Moreover, the algorithms permit the calculation of new summary statistics, such as the Linkage Disequilibrium of Ancestry (LDA) and Ancestry Anomaly Score (AAS), which help researchers identify signals of recent population-specific selection. This has particular relevance for understanding immune responses across different populations and can shed light on the historical interactions between pathogens and human immune systems.

As researchers continue to explore human genetic diversity and the complex history of admixture, the need for robust tools that can efficiently analyze large datasets is becoming ever more critical. The research team emphasizes that by facilitating analyses at greater scales, SparsePainter and PBWTpaint could significantly bolster investigations into the genetic basis of health and disease, especially in diverse populations.

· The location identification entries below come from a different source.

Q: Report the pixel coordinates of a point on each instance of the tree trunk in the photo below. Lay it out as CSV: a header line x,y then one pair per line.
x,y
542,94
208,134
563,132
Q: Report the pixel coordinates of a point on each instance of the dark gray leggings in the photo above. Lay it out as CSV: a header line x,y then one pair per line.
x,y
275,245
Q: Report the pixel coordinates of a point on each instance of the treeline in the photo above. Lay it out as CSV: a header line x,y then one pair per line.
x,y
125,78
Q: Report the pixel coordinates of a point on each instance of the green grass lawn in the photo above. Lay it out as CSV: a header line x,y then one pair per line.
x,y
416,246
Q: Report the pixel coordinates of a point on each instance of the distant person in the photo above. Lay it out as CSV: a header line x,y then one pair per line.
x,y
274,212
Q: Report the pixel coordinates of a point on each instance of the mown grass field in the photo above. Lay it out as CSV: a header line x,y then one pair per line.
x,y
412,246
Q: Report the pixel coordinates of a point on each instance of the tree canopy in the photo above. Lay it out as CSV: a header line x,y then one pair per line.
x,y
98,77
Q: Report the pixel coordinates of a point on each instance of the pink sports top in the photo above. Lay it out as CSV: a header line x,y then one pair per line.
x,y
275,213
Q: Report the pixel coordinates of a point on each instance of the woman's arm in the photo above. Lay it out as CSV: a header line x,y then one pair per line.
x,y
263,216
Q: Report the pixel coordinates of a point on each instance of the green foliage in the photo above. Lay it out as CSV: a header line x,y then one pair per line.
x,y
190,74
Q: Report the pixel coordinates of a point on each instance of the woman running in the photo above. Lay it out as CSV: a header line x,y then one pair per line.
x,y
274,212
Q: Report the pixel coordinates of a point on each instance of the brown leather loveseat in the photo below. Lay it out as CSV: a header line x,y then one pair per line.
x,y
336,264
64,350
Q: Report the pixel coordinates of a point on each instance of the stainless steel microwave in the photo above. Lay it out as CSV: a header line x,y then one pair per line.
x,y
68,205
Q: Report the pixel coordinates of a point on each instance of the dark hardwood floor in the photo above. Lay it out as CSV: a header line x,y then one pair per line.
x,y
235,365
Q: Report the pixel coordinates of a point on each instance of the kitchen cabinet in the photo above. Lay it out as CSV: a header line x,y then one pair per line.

The results of the benchmarking study against existing algorithms such as ChromoPainter and FLARE confirm that SparsePainter is faster and scales better as the number of ancestry populations increases. PBWTpaint outperforms other methods in identifying genome-wide haplotype structure within individual datasets, marking it a considerable achievement in genomic research.

This pioneering work exemplifies the profound impact of computational advancements in genomics, offering a blueprint for future studies that aim to unravel the complexities of human genetic heritage. With the tools being available for widespread use, the hope is that they will inspire new discoveries that enhance our understanding of health disparities attributed to genetic diversity.

As the algorithms are adopted widely in the scientific community, there lies a potential for significant strides in research related to evolution, population genetics, and personalized medicine.

In summary, the introduction of SparsePainter and PBWTpaint heralds a new era in the analysis of genomic data, which could lead to transformative insights into human ancestry and the underlying genetic factors of diseases.